İtalya’da teyeller sökülüyor
2008 finansal çöküşünden bu yana devam etmekte olan Üçüncü Büyük Depresyon döneminde Avrupa hep zayıf halka oldu. Avrupa içinde en tehlikeli durumda olanlardan biri de ekonomisi hiç büyümeyen, gayrisafi yurtiçi hasılasının yüzde 130’undan yüksek kamu borcu ile krizin simgesi Yunanistan’dan (yüzde 175) sonra en borçlu ülkesi olan İtalya idi. Ama İtalya’da son yıllarda ne büyük ekonomik sarsıntılar, ne de Yunanistan’da ve İspanya’da olduğu gibi sosyal fırtınalar yaşandı. Şimdi bu durum değişiyor.
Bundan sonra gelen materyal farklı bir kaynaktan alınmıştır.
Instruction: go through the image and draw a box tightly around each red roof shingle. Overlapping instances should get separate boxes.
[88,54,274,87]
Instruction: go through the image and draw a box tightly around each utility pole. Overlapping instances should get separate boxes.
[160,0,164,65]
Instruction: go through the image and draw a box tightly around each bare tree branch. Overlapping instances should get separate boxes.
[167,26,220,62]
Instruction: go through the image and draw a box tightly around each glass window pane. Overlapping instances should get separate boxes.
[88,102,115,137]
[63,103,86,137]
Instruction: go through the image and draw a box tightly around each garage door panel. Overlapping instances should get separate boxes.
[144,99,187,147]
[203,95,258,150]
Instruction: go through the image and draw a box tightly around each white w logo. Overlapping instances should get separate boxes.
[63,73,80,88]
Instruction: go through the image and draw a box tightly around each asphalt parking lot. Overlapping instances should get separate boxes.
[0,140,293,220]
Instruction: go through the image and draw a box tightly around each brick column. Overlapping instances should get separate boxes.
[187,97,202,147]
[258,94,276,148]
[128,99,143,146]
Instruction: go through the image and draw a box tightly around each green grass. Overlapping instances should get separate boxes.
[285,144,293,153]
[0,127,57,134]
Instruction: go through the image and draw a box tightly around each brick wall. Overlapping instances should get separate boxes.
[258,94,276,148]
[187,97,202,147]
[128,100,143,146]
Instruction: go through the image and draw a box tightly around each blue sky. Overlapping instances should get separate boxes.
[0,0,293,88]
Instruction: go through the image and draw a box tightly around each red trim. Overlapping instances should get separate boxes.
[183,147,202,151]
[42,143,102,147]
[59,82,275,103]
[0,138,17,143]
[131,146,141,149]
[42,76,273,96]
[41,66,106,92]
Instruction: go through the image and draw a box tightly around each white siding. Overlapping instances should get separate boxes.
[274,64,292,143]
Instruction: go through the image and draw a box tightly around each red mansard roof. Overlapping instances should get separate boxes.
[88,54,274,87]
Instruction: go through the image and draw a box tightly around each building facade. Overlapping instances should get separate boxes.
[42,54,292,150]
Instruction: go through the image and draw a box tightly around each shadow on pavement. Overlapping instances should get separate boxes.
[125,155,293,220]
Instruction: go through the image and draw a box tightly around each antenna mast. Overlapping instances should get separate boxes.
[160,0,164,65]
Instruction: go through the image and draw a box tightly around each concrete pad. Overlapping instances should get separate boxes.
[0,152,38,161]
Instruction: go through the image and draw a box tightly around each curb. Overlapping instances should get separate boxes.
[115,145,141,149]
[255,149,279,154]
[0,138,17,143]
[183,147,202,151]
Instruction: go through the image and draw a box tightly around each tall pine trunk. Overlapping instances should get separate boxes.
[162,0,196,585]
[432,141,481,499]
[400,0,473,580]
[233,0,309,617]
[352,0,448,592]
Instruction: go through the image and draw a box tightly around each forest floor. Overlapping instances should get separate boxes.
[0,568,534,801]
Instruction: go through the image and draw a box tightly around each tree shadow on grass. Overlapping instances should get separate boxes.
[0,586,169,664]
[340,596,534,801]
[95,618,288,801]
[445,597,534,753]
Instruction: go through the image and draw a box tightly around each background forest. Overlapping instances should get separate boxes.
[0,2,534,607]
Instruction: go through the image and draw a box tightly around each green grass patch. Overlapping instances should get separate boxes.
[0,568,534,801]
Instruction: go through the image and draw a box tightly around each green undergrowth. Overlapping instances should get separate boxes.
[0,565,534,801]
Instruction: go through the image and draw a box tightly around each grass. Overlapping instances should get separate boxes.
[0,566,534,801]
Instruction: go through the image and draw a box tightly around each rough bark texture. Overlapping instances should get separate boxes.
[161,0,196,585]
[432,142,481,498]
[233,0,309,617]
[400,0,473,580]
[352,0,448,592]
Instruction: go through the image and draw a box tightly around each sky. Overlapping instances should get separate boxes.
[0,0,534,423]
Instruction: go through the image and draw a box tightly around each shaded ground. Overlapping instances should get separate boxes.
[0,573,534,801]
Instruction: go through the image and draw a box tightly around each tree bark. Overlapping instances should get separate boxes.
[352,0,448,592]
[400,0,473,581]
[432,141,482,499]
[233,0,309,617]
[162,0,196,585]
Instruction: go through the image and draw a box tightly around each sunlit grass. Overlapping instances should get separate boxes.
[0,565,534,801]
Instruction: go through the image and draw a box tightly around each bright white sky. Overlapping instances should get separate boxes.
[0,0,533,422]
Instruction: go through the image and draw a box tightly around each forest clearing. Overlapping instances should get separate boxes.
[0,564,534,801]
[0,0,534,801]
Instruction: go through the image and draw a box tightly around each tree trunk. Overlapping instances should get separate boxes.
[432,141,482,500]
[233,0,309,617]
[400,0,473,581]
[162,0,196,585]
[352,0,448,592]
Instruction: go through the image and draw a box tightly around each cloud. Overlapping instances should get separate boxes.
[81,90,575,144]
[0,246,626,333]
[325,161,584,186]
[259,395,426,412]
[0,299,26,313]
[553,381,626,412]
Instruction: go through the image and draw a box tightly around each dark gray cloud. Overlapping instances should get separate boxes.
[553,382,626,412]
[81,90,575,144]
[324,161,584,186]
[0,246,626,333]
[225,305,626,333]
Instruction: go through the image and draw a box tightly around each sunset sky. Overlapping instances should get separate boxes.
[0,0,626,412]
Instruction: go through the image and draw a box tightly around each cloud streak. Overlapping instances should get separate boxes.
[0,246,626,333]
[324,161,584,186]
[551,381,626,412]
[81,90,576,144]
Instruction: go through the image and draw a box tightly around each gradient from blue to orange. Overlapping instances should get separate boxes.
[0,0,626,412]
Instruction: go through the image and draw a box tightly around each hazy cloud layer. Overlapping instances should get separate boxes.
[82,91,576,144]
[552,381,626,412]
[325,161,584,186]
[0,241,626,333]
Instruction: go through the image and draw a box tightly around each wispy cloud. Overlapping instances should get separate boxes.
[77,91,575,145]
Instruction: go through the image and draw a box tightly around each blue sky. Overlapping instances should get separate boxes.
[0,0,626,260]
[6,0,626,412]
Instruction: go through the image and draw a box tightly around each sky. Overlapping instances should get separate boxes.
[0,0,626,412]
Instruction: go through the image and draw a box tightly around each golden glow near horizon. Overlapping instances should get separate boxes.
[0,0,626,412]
İtalya başbakanı Matteo Renzi, Avrupa’da moda olduğu üzere “politik kast”ın yerleşik çıkarlarına darbe vurma kisvesi altında, yürütmenin işlerini kolaylaştıracak birtakım anayasa değişikliklerini referanduma götürdü. Bunun yanı sıra seçimlerde birinci gelen partinin, oy çoğunluğu olmasa bile parlamentoda çoğunluğu elde etmesine yönelik bir seçim yasası da İtalya’nın gündeminde. Artık eski “komünistler” ile birleşerek oluşturduğu Demokrat Parti’nin Hıristiyan Demokrat damarından gelerek başbakan seçilmiş olan Renzi’nin hesabı bir sonraki dönemde ülkeyi İtalya ve Avrupa büyük sermayesinin ihtiyaçlarına göre yeniden düzenlemekti.
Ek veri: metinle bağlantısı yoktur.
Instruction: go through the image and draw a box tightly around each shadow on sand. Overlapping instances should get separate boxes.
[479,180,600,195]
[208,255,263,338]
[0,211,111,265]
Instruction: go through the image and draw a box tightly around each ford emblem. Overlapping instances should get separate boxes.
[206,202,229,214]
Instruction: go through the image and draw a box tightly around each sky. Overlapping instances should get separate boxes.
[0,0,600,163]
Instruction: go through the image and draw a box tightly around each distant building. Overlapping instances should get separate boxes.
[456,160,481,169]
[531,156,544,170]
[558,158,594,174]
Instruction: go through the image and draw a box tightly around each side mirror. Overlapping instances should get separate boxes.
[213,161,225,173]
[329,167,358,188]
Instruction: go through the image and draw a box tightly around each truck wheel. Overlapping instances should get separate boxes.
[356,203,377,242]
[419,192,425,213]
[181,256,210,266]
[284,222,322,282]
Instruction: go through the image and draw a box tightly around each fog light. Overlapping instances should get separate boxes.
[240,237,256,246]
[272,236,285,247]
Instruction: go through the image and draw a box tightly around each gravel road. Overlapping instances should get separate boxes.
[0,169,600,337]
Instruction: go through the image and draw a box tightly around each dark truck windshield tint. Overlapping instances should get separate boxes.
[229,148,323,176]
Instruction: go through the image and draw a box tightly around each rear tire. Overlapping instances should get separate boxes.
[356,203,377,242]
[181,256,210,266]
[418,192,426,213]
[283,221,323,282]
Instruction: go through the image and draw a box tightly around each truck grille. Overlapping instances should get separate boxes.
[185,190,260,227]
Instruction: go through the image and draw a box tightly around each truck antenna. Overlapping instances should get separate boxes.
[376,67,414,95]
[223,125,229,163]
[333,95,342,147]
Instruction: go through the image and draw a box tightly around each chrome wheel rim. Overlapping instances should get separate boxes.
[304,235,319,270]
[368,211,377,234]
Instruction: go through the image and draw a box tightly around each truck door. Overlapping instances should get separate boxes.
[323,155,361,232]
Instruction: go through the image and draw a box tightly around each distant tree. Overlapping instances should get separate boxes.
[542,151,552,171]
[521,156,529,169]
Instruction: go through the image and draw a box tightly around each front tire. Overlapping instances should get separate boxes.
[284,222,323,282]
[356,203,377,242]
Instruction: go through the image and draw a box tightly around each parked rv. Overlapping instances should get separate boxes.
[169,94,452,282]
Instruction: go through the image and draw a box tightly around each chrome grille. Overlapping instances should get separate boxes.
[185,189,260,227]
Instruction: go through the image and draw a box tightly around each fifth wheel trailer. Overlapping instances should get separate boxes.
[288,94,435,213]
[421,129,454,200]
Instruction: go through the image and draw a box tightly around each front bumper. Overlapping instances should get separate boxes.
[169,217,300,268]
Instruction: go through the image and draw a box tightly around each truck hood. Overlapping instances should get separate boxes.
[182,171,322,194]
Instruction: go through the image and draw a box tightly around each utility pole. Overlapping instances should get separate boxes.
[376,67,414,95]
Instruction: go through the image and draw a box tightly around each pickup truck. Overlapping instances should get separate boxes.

Ama referandumda ağır bir yenilgi aldı. Normalden çok yüksek bir katılım oranı (yüzde 70) ve bütün bölgelere dağılmış yüksek bir hayır oranı (yüzde 60) Renzi’yi istifaya zorladı. İtalyan büyük burjuvazisinin bir bakıma 1990’lı yılların başından beri sürdürdüğü devleti yeniden yapılandırma politikası böylece yenilgiye uğradı.
Ama “hayır” cephesinin tamamı “hayırlı” değil! Son yıllarda ön-faşist bir parti niteliği kazanmış olan Kuzey Ligası da, yaşlı kurt Berlusconi’nin Forza Italia partisi de, komedyen Beppe Grillo’nun güya yenilikçi, sendika düşmanı, milliyetçi, bir dizi başka gerici özellik taşıyan Beş Yıldız Hareketi de (İtalyanca kısaltmasıyla M5S) “hayır” yanlısı idi. Bunlar bir an önce seçim yapılmasını istiyorlar ki oylarını arttırsınlar. Özellikle M5S’in iktidara geçmesi bile olanaklı.
Ama öte tarafta, işçi hareketinin mücadeleci kanadı da “hayır” çalışmasını başarılı biçimde yürüttü. Bu, iktidardaki Demokrat Parti’nin ortadan yarılmasına yol açtı. Soldan gelenler “hayır”, Hıristiyan Demokrat kökenliler “evet” oyu kullandılar.
Böylece İtalyan siyasi hayatı bir yeniden yapılanmanın eşiğine gelmiş oldu. Bir yanda, aynen Fransa ve Almanya’da olduğu gibi milliyetçiliğin faşizme dönük yüzünü temsil eden güçler burjuvazinin Avrupacı kanadı karşısında güçlendi. Bir yandan da solda bir yeniden yapılanma ve daha mücadeleci güçler oluşturma olanağı doğdu.
Devrimci İşçi Partisi’nin kardeş partisi Partito Comunista dei Lavoratori (Komünist İşçi Partisi-PCL) bu yeniden saflaşmada, solun işçi sınıfı içinde kökleşmiş en büyük devrimci partisi olarak işçi hareketini en geniş mücadele cephesine çağırıyor. İtalya işçi sınıfı İkinci Dünya Savaşı’ndan beri Avrupa’da Fransa ile birlikte en büyük mücadele geleneklerine sahip işçi sınıfıdır. Gözümüz kulağımız İtalya’da!
Bu yazı Gerçek Gazetesi'nin Ocak 2017 tarihli 87. sayısında yayınlanmıştır.